Sous le titre: « Une policière: « J’ai évité le pire à Villiers-le-Bel », Christophe Cornevin a recueilli le témoignage d’Helène, 25 ans, gardien de la paix, qui a retenu le geste d’un collègue qui voulait utiliser son arme de service (1).
Le Figaro: Pouvez-vous décrire ce lundi noir pour les forces de l’ordre?
Helène: Vers 18h30, nous avons reçu l’instruction de porter secours à des collègues qui se faisaient caillasser et recevaient des coktails Molotov dans la cité. A une vingtaine, nous courions avec nos casques et boucliers. On avait reçu l’autorisation de tirer au flash-ball et au lance-grenades, j’avais une lampe-torche, je tentais d’éclairer les cibles. Soudain, une voiture de police a brûlé à mes côtés. Cela courait dans tous les sens, les pavés volaient. Les voyous nous visaient avec des fusées de détresse aveuglantes qui s’écrasaient dans un vacarme assourdissant. Des collègues tombaient blessés autour de nous. Dès le dimanche, c’était déjà chaud bouillant. Un parpaing avait explosé le pare-brise d’un collègue. On savait que cela allait tourner au vinaigre le lendemain.
L.F: Où étaient les émeutiers?
H.: Plusieurs dizaines étaient à une quinzaine de mètres à peine quand deux grenades lacrymogènes les ont dispersés. Soudain, j’ai entendu claquer des détonations. Quatre de mes collègues se sont écroulés en même temps. Je me suis retrouvée seule et j’ai récupéré un bouclier pour ne pas devenir une cible. Nous avons reculé pour protéger nos blessés. Peu après, un tireur embusqué dans un buisson, peut-être le même, nous a tirés comme des lapins tandis que le déluge de projectiles continuait. Les voyous voulaient, vraiment, tuer un flic…..

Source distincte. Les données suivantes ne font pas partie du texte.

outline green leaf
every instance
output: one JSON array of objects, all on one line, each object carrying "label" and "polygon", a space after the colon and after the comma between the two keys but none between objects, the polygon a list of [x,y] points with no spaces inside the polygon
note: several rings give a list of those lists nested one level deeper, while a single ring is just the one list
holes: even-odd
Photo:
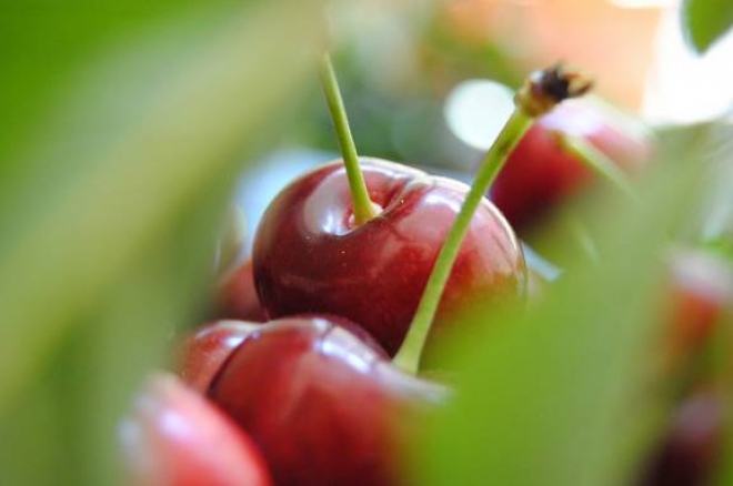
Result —
[{"label": "green leaf", "polygon": [[697,52],[705,52],[733,26],[733,2],[686,0],[683,22],[690,43]]},{"label": "green leaf", "polygon": [[472,332],[446,361],[455,397],[421,441],[416,484],[633,483],[669,406],[652,343],[661,255],[705,166],[710,133],[690,132],[641,203],[596,207],[598,264],[568,269],[524,317],[460,324]]},{"label": "green leaf", "polygon": [[1,482],[111,485],[117,421],[200,315],[227,201],[311,74],[321,4],[48,3],[0,16],[18,48],[0,53],[17,122],[0,134]]}]

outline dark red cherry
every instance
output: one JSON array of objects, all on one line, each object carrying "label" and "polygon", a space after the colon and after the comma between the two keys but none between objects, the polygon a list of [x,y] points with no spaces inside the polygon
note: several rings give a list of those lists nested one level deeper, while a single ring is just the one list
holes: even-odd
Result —
[{"label": "dark red cherry", "polygon": [[642,486],[712,484],[724,439],[721,398],[711,388],[692,393],[675,412],[671,427],[640,482]]},{"label": "dark red cherry", "polygon": [[444,394],[317,316],[259,327],[209,392],[279,486],[400,484],[401,445],[419,411]]},{"label": "dark red cherry", "polygon": [[217,321],[191,331],[179,346],[177,374],[191,388],[205,393],[224,361],[259,325],[244,321]]},{"label": "dark red cherry", "polygon": [[682,250],[672,255],[669,267],[666,347],[675,366],[701,351],[733,311],[733,266],[705,251]]},{"label": "dark red cherry", "polygon": [[[269,315],[342,315],[393,355],[469,188],[382,160],[361,159],[361,168],[379,215],[354,224],[341,162],[307,173],[275,198],[260,223],[254,280]],[[523,300],[525,291],[522,249],[501,213],[483,201],[434,327],[440,333],[470,304]]]},{"label": "dark red cherry", "polygon": [[151,379],[120,426],[132,486],[270,486],[254,444],[172,375]]},{"label": "dark red cherry", "polygon": [[254,287],[252,260],[229,271],[214,293],[214,318],[265,322],[264,307]]},{"label": "dark red cherry", "polygon": [[560,146],[554,132],[585,139],[629,172],[650,158],[649,135],[637,126],[622,126],[583,100],[559,104],[526,132],[491,186],[491,200],[522,237],[593,179],[588,168]]}]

L.F: Le pire a alors été évité…
H: Certainement. A l’angle d’un mur, un inconnu nous tire dessus avec un fusil à pompe. Je vois alors un collègue, un colosse touché aux jambes par une rafale de plombs, baisser son bouclier et dégainer son pistolet. Puis, il a mis en joue le tireur quand ce dernier rechargeait son calibre. Même s’il était en état de légitime défense, je lui ai crié: « Range ton arme et protège-nous avec le bouclier! ». J’ai tout de suite pensé que s’il avait fait usage de son pistolet automatique,cela aurait été la catastrophe. Un mort, pour ne pas dire un martyr, aurait provoqué un embrasement dans les cités. Le type a donc tiré à nouveau et j’ai été atteinte par six plombs dans les jambes. Mes jambières étaient criblées d’impact. J’ai mal et risque de me faire opérer à nouveau. J’ai juste l’impression d’avoir fait mon métier.
Un simple et très rapide commentaire:
a) sur le principe et sur le coup, cette jeune personne a probablement bien fait.

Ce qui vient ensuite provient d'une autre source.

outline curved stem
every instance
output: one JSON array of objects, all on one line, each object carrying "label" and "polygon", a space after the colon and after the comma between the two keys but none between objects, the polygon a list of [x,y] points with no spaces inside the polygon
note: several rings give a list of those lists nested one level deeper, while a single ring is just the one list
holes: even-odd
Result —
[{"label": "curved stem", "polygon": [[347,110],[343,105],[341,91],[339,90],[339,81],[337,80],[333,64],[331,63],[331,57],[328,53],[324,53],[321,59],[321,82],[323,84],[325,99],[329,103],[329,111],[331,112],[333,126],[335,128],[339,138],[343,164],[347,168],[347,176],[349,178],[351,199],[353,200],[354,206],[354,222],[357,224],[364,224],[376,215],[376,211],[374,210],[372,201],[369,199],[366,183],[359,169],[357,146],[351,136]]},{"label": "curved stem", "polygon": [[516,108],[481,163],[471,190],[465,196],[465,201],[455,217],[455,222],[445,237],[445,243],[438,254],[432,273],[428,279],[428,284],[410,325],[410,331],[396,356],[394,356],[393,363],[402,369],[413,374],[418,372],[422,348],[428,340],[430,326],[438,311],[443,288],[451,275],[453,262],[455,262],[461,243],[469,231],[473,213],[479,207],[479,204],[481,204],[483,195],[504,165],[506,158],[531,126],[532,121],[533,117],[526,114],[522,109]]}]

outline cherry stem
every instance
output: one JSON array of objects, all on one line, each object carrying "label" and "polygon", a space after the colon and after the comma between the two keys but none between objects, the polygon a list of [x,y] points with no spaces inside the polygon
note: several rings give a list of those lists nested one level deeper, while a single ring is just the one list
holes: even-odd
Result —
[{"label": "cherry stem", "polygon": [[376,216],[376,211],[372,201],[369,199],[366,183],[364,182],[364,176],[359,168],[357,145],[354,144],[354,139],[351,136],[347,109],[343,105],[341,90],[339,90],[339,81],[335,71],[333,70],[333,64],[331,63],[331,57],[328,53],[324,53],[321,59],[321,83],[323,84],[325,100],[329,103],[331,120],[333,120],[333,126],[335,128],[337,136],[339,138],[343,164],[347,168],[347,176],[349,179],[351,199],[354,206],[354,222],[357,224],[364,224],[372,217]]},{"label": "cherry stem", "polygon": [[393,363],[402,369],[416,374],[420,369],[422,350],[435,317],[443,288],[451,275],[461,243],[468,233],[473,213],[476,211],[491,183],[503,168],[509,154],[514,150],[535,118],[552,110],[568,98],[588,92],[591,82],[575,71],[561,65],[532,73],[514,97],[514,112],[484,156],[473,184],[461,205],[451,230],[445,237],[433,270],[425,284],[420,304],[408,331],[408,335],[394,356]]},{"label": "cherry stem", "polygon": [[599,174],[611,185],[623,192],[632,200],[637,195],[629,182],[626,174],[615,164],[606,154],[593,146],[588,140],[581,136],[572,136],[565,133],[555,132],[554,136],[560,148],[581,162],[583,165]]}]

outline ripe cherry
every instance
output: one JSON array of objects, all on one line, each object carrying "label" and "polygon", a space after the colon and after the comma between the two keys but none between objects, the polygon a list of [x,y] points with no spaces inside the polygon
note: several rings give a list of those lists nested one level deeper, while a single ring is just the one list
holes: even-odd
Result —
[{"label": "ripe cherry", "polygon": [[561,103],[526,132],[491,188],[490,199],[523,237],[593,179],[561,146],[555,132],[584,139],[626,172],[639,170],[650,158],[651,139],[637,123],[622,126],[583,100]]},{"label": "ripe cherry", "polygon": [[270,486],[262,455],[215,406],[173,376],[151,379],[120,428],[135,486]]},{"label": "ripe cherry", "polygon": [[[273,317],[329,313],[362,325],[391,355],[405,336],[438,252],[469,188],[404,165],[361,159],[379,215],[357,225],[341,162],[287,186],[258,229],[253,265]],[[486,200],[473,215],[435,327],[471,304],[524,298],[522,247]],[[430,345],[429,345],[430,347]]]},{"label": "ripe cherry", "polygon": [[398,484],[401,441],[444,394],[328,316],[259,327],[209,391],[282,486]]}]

b) il n’en demeure pas moins que c’est reculer pour mieux sauter: « on » ne pourra pas éternellement se faire blesser ou tuer, afin de ne surtout pas blesser ou tuer un assassin; il faudra bien, un jour ou l’autre, mettre hors d’état de nuire cette « armée » de plus en plus agressive et de mieux en mieux équipée. Préparons-nous…..
c) le 25 janvier, les gendarmes Philippe Regnier, Bertrand Boyer et le gendarme-adjoint Jérôme Bienfait, respectivement âgés de 25, 26 et 21 ans sont morts alors qu’ils cherchaient à porter secours au malfrat qu’il poursuivaient. Celui ci, « défavorablement connu des services de police » avait déjà été interpellé à plusieurs reprises, notamment pour des affaires de stupéfiants. Il roulait sans permis. L’un des trois militaires devait se marier cet été et les deux autres allaient devenir pères. Si leur acte d’héroïsme les honore, on peut cependant s’interroger: trois jeunes tués dans la fleur de l’âge par un voyou, est-ce bien raisonnable?…..
(1): « Le Figaro », samedi 1er – dimanche 2 décembre.